Rogers v. Laird

319 F. Supp. 1, 1970 U.S. Dist. LEXIS 10267
CourtDistrict Court, E.D. Virginia
DecidedSeptember 14, 1970
DocketCiv. A. No. 6440
StatusPublished
Cited by8 cases

This text of 319 F. Supp. 1 (Rogers v. Laird) is published on Counsel Stack Legal Research, covering District Court, E.D. Virginia primary law. Counsel Stack provides free access to over 12 million legal documents including statutes, case law, regulations, and constitutions.

Bluebook
Rogers v. Laird, 319 F. Supp. 1, 1970 U.S. Dist. LEXIS 10267 (E.D. Va. 1970).

Opinion

OPINION AND ORDER

KELLAM, District Judge.

Plaintiffs are blue-collar supervisors employed by the United States at the Norfolk Naval Shipyard (Shipyard). They instituted this class action on behalf of themselves and all members of the National Association of Supervisors, Chapter 3, seeking money and injunctive relief. They contend that the provisions of the statutes under which wage rates are established for Navy blue-collar employees have not been complied with.
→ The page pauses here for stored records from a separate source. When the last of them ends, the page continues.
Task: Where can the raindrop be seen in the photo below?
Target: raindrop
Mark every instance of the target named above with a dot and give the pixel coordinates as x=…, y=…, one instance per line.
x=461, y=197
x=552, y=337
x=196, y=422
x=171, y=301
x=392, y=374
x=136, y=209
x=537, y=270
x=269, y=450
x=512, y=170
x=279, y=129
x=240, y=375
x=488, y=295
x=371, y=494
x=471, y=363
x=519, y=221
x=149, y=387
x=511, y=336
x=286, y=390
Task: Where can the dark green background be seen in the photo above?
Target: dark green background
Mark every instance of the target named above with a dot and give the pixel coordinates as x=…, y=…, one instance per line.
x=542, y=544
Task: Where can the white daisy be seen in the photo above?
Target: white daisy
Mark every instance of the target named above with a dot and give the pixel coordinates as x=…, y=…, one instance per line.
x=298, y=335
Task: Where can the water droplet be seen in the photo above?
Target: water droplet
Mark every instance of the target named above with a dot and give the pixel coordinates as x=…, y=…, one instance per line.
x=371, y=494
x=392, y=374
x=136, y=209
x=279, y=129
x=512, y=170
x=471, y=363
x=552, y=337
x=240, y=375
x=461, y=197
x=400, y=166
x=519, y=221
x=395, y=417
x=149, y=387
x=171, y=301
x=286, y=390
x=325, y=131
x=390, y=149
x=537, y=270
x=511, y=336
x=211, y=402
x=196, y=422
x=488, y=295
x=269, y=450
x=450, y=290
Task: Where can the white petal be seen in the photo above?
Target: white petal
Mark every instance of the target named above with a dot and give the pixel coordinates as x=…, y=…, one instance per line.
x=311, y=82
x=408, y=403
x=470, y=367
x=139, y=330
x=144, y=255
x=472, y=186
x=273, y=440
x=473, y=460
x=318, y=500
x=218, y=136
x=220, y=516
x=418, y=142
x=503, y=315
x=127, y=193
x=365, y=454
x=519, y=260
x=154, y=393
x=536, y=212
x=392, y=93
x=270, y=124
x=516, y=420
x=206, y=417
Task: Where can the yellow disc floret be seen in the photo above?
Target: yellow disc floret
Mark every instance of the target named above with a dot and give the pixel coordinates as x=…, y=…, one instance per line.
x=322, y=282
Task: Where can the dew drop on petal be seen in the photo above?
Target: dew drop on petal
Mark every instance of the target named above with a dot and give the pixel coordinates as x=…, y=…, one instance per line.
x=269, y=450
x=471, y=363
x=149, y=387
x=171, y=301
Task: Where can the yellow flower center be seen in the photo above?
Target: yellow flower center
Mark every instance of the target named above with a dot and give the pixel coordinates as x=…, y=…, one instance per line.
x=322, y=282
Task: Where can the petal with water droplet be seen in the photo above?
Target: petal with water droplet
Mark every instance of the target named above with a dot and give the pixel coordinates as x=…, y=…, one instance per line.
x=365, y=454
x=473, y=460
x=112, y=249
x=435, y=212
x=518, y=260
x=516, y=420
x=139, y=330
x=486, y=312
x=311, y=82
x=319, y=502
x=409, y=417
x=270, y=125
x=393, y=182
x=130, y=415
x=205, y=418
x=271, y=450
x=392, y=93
The interpretation and application of the statutes is the question. Title 10, § 7474 U.S.C.A., effective prior to September 1966, provided:

The Secretary of the Navy shall establish rates of wages for employees of each naval activity where the rates are not established by other provisions of law to conform, as nearly as is consistent with the public interest, with those of private establishments in the immediate vicinity.

The pertinent part of Title 5, § 5341, effective since September 1966, provides :

(a) The pay of employees excepted from Chapter 51 of this title by section 5102(c) (7) of this title shall be fixed and adjusted from time to time as nearly as is consistent with the public interest in accordance with prevailing rates. Subject to section 213(f) of title 29, the rates may not be less than the appropriate rates provided for by section 206(a) (1) of title 29.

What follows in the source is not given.